While most Asian stocks closed the day in the red, Europe is trading in the positive currently. The rupee was placed at Rs 53.3 to the dollar at the time of writing.
It is now clear that the rate cut put in place by the Reserve Bank of India (RBI) is not going to do much to lift investor sentiments. Perhaps they've already got wind of the fact that as long as inflation remains high, any more rate cuts are unlikely to happen. Besides, the risk in the developed world also seems to be growing what with yields in Euro nations like Spain and Italy again heading northwards. The US is not in the best of shapes either and all of this point towards a weak market environment in the near future. However, it will not hurt to make good investments from a long term point of view at these market levels.
Bajaj Electricals, India's leading consumer appliance and lightings manufacturer recently announced its 3QFY13 results. The company's bottomline witnessed a huge fall of around 64% on the back of a 10% growth in topline. The performance was affected by the 18% fall in revenues of the company's Engineering & Projects division. What more, the segmental profits came in at negative Rs 400 m, leading to the huge fall in overall profits. With the company providing for cost overruns and taking up a major clean up act, the segment is likely to remain under pressure over the next 2-3 quarters as well. The stock closed lower by around 3% today.
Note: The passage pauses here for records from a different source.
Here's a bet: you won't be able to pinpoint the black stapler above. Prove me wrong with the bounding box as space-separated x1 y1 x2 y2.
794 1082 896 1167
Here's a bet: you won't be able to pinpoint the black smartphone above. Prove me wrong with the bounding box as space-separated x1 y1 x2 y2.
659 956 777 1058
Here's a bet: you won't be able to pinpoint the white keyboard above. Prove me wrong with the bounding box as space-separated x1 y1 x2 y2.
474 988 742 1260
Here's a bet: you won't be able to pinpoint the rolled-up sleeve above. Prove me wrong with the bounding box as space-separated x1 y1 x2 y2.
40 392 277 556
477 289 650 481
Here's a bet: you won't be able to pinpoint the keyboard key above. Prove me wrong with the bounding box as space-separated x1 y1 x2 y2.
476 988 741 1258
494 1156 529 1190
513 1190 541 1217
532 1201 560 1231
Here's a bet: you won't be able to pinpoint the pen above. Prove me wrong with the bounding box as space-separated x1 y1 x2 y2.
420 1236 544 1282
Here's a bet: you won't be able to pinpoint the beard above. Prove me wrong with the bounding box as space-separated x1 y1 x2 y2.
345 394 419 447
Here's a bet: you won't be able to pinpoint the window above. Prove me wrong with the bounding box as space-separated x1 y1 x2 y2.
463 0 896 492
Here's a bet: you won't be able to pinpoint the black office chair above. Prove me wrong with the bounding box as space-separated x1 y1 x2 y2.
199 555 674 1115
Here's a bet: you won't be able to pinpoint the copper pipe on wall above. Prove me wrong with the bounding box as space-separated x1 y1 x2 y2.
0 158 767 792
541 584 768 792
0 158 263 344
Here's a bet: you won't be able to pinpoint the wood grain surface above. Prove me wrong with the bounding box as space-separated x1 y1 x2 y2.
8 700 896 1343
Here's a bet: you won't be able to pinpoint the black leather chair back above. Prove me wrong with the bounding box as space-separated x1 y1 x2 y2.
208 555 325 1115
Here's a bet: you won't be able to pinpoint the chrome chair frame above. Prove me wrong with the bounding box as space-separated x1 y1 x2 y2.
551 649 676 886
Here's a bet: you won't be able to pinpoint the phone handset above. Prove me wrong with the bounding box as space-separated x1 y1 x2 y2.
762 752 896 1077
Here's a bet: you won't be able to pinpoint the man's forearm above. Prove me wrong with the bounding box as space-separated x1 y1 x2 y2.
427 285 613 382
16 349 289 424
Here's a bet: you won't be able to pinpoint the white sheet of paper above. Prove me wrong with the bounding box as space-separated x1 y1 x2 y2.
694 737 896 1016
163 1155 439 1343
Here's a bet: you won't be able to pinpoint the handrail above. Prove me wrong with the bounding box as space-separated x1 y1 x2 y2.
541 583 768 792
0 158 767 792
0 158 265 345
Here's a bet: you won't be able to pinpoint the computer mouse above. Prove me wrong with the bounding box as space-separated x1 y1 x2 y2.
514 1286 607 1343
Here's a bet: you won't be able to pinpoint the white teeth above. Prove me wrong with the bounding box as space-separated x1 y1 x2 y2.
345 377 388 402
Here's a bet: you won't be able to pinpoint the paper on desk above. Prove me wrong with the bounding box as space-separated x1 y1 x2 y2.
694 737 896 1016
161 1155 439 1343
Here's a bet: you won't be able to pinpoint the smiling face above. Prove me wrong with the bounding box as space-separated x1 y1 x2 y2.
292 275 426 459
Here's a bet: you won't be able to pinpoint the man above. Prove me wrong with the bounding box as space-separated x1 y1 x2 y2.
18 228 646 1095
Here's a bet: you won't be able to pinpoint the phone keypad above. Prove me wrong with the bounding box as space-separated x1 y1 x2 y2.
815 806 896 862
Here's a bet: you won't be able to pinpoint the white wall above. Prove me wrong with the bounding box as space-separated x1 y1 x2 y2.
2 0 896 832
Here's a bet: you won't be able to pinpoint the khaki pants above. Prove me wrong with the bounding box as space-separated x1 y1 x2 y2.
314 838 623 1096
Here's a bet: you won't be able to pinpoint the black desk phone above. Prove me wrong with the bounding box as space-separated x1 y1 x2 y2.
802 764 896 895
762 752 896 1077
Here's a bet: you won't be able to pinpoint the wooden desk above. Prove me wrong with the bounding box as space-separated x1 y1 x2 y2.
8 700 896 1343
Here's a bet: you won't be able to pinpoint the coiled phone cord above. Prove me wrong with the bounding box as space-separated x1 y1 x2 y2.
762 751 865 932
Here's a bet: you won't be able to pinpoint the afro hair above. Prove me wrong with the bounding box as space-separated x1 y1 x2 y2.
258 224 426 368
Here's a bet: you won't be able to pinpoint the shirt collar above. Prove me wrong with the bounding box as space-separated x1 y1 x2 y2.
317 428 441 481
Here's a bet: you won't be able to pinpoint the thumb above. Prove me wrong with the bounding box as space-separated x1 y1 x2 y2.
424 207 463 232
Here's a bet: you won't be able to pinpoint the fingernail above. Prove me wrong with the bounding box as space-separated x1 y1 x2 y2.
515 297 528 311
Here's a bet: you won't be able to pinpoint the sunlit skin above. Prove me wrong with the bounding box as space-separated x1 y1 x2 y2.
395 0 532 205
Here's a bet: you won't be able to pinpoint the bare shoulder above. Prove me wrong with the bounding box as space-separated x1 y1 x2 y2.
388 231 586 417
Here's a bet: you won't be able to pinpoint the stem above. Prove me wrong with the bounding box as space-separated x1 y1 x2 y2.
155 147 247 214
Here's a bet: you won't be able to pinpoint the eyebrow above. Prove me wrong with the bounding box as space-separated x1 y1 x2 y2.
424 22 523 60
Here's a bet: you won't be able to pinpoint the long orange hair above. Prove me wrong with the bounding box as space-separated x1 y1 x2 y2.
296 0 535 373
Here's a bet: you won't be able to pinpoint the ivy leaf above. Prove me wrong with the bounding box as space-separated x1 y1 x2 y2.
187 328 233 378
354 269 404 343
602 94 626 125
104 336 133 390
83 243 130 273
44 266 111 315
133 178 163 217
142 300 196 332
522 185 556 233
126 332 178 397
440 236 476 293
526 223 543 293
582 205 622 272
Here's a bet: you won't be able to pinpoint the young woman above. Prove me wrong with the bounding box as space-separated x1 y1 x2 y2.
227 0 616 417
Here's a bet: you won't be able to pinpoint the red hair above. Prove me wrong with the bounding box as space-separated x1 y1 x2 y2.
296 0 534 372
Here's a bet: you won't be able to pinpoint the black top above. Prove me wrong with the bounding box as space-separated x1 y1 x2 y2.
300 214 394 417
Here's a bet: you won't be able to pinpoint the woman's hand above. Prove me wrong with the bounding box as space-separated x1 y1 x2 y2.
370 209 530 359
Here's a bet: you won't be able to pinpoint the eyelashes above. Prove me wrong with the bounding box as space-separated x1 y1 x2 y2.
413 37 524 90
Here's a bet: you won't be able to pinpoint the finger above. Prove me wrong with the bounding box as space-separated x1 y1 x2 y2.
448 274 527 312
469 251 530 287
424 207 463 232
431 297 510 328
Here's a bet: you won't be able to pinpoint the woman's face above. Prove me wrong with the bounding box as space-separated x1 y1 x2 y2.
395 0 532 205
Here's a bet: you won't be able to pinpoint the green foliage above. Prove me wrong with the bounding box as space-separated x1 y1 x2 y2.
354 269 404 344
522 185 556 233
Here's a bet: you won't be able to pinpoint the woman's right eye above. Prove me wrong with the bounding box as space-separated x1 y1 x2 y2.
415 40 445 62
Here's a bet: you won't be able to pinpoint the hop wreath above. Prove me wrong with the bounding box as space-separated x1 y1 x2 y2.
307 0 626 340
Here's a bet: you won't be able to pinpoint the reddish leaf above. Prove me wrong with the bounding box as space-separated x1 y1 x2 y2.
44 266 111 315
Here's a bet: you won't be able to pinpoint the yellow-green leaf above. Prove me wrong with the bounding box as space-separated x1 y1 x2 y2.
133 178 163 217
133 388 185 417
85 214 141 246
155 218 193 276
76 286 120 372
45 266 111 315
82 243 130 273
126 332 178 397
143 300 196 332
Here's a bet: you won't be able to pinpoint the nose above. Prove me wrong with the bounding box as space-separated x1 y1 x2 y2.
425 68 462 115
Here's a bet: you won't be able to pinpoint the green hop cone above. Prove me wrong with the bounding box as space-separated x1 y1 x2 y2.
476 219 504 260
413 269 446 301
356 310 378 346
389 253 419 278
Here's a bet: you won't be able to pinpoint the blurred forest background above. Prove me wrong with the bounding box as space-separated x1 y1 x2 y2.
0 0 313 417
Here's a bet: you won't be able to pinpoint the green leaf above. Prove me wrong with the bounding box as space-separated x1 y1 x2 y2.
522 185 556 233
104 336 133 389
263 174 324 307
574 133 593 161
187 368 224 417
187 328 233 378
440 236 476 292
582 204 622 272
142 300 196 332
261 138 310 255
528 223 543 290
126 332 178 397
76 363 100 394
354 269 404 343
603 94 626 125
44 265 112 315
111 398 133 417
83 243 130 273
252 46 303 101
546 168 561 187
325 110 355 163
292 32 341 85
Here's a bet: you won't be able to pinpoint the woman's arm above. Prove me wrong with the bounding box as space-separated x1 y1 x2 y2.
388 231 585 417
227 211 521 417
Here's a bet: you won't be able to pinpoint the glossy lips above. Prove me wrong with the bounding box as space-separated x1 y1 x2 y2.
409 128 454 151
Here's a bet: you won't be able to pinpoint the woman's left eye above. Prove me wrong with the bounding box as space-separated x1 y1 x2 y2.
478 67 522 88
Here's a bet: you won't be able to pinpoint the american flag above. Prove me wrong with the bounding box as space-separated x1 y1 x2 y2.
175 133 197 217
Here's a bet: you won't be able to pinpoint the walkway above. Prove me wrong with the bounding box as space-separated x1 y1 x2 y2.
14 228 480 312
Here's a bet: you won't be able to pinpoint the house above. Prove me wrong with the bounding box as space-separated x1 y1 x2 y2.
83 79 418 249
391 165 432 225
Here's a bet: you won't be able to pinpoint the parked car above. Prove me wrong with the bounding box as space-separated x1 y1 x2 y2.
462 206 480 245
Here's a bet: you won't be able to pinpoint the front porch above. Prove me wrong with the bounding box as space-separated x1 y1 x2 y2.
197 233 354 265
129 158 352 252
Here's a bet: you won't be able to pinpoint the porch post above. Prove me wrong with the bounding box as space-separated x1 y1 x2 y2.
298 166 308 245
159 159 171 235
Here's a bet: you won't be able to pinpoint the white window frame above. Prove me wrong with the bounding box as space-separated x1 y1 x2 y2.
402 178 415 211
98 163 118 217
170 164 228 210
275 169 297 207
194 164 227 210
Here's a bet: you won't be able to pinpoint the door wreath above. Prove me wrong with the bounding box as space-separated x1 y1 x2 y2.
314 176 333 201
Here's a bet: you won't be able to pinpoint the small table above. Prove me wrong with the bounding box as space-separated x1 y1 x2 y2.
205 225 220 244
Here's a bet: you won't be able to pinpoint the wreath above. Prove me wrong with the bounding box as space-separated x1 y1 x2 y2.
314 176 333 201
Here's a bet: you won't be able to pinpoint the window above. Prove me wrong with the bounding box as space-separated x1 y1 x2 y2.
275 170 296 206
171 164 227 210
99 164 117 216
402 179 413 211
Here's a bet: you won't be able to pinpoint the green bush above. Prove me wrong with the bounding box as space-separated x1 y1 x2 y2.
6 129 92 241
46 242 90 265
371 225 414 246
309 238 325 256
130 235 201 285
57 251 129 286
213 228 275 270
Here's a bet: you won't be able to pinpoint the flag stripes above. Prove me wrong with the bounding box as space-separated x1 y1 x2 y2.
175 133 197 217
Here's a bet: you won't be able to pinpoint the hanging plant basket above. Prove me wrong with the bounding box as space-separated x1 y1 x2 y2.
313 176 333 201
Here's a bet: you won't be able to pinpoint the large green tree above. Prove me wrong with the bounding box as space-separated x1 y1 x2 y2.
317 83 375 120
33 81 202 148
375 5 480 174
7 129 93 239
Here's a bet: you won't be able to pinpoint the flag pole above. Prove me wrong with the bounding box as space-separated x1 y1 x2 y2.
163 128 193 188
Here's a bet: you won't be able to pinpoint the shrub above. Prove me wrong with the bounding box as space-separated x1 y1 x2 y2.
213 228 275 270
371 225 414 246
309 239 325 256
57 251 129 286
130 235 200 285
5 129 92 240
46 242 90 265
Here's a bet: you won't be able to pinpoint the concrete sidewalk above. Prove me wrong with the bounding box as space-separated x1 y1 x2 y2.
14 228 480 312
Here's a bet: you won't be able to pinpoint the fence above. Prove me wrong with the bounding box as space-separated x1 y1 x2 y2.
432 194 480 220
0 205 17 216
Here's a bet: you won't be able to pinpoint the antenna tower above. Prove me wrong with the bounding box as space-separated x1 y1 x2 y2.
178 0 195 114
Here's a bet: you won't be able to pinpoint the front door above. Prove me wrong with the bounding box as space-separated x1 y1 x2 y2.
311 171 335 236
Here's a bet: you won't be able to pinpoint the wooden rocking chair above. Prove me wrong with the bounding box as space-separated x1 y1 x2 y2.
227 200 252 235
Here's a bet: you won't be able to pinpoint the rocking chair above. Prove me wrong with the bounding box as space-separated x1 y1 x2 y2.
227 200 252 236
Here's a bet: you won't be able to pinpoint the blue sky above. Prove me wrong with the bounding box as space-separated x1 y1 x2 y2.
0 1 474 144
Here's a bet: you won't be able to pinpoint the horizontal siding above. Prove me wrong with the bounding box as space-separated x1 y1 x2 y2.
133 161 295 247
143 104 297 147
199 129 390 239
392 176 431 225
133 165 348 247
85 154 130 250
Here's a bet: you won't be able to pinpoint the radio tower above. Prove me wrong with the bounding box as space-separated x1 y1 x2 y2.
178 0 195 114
Another stock that closed lower today was the two-wheeler major Hero MotoCorp. The stock was down around 2% presumably on the back of reports doing the rounds that the workers of the company have demanded doubling of monthly salary to near Rs 1 lakh per month and also other benefits like subsidized housing as well as interest free loans. It looks unlikely however that the management would give in to the demands for such a radical change will have serious consequences on the profitability of the business. Some amount of wage increase would definitely be forthcoming though and is likely to add to the growing list of worries that the company is already grappling with.